President Trump's move late Thursday to cut off critical federal payments to insurers sent shock waves through the healthcare system Friday, threatening widespread disruption to markets nationwide and igniting new legal and political battles over the Affordable Care Act.
Caught in the middle are millions of Americans likely to see their insurance premiums shoot higher as the administration intensifies its effort to dismantle the 2010 healthcare law, often called Obamacare.
Insurers have said that markets in some parts of the country could collapse, leaving many consumers who don't get insurance on the job with no choices for health plans. And state insurance regulators predicted premiums in the individual market nationally would rise by 12% to 15% next year because of the cutoff.
"These kinds of decisions have real-life consequences," warned Stacey E. Stewart, president of the March of Dimes. "It is not fair for our leaders to play games with people's health and their healthcare."
The move to cut off the money, known as cost-sharing reduction payments, came after months of indecision by the administration on the issue.
It marked a sudden lurch by Trump back to a strictly hard-line approach on healthcare after a brief period in which the administration had sent mixed signals on whether it might cooperate with bipartisan efforts in Congress to strengthen the Obamacare markets, rather than upend them.
The money at issue is roughly $7 billion in annual payments that the federal government makes to insurers to reimburse them for reducing deductibles and co-payments for low-income consumers, something the law requires health plans to do.
Trump's decision to end those payments paralleled a similar shift this week to embrace a more hard-line position on immigration, with the president demanding that Congress restrict legal immigration and build a wall along the southern border in exchange for White House support for legalizing the status of the so-called "Dreamers," young people who came to the U.S. illegally as children.
In both cases, Trump took more conservative positions supported by many of his core voters although unpopular among Americans at large.
A new survey by the Kaiser Family Foundation, released Friday, found that by better than 2-1, Americans said they would rather that Trump and Congress work to stabilize the marketplaces rather than continue to try to repeal and replace the current law. A majority of Republicans, however, said they preferred to see the focus remain on repealing and replacing the law.

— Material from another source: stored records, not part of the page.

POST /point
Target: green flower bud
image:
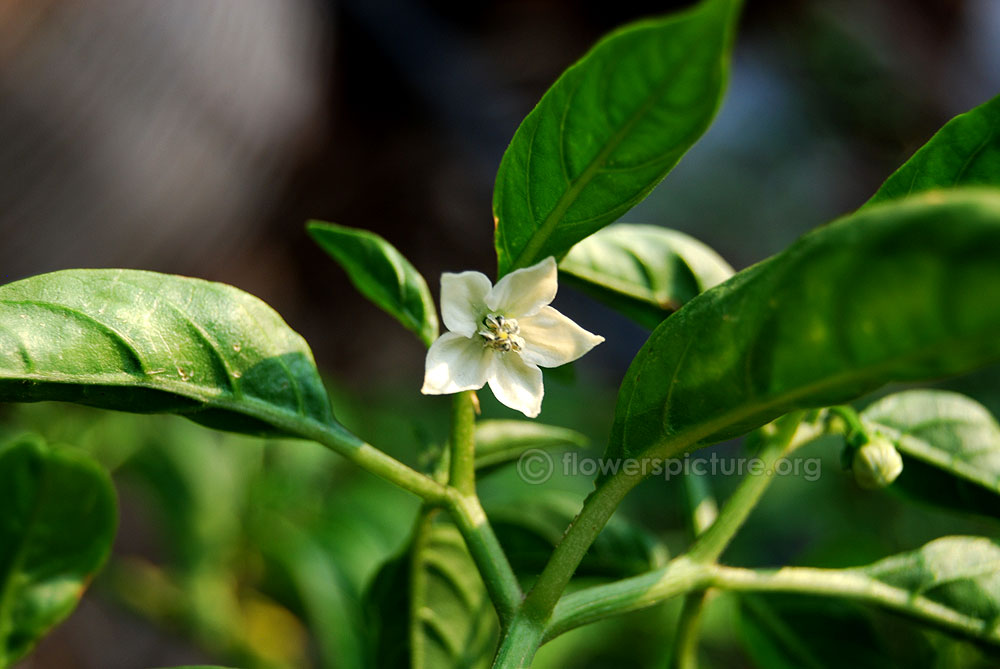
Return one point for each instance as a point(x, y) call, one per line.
point(876, 464)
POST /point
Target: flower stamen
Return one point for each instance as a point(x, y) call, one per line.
point(501, 334)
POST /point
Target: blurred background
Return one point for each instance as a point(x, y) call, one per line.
point(198, 137)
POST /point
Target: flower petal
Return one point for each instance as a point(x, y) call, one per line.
point(463, 301)
point(551, 339)
point(517, 384)
point(456, 363)
point(523, 292)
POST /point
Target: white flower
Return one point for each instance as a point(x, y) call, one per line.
point(501, 335)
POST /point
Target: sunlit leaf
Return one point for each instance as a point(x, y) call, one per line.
point(644, 271)
point(903, 291)
point(381, 274)
point(58, 516)
point(609, 130)
point(154, 343)
point(429, 607)
point(965, 152)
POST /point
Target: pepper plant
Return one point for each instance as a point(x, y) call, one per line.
point(904, 289)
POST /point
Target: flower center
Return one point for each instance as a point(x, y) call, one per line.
point(501, 334)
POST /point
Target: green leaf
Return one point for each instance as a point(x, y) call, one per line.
point(154, 343)
point(796, 632)
point(58, 515)
point(609, 130)
point(644, 271)
point(965, 152)
point(429, 607)
point(529, 530)
point(903, 291)
point(501, 441)
point(961, 574)
point(381, 274)
point(950, 445)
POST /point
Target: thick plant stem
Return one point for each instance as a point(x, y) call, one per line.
point(463, 443)
point(685, 653)
point(486, 552)
point(519, 644)
point(588, 605)
point(702, 513)
point(366, 456)
point(598, 508)
point(788, 433)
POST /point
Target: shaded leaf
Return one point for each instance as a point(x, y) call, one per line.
point(950, 445)
point(429, 607)
point(58, 515)
point(501, 441)
point(796, 632)
point(609, 130)
point(381, 274)
point(964, 152)
point(904, 291)
point(959, 573)
point(153, 343)
point(644, 271)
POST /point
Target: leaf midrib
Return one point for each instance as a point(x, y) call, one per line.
point(569, 196)
point(685, 438)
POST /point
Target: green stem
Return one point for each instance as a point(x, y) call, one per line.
point(787, 434)
point(682, 576)
point(463, 444)
point(485, 549)
point(685, 654)
point(588, 605)
point(702, 513)
point(598, 508)
point(353, 448)
point(855, 428)
point(519, 644)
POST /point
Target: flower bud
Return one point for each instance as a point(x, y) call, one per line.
point(876, 464)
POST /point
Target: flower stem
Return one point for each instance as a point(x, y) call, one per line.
point(486, 552)
point(463, 443)
point(353, 448)
point(685, 653)
point(787, 434)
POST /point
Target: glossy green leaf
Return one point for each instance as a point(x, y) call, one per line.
point(154, 343)
point(965, 152)
point(950, 445)
point(961, 574)
point(58, 516)
point(381, 274)
point(529, 530)
point(796, 632)
point(429, 607)
point(501, 441)
point(904, 291)
point(644, 271)
point(609, 130)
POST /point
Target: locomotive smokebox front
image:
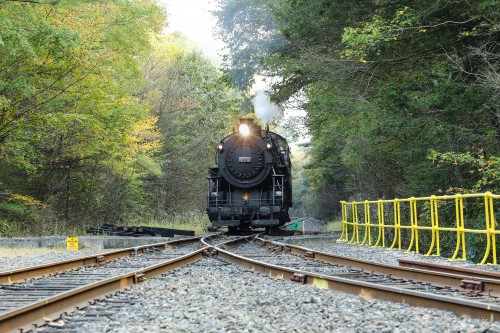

Trump's steps on both healthcare and immigration also threatened to blow up bipartisan talks in Congress and to severely disrupt the lives of ordinary Americans — some 700,000 Dreamers and millions of health plan consumers — as a way of putting pressure on lawmakers.
"If we're going to do something, we need to get something in return," the president said during an interview Wednesday with Fox News' Sean Hannity that now seems to have presaged his moves on both issues.
A Twitter message from Trump on Friday morning and a statement by his budget director, Mick Mulvaney, made the approach explicit:
"The Democrats ObamaCare is imploding. Massive subsidy payments to their pet insurance companies has stopped. Dems should call me to fix!" Trump wrote.
Later, speaking to reporters, Trump said, "If the Democratic leaders could come over to the White House, we'll negotiate some deal that's good for everybody."
Mulvaney, in an interview with Politico, said that Trump would not sign a bipartisan measure to restore the funds unless congressional Democrats went along with his priorities.
He listed the proposed border wall as one of the top priorities the president would consider trading.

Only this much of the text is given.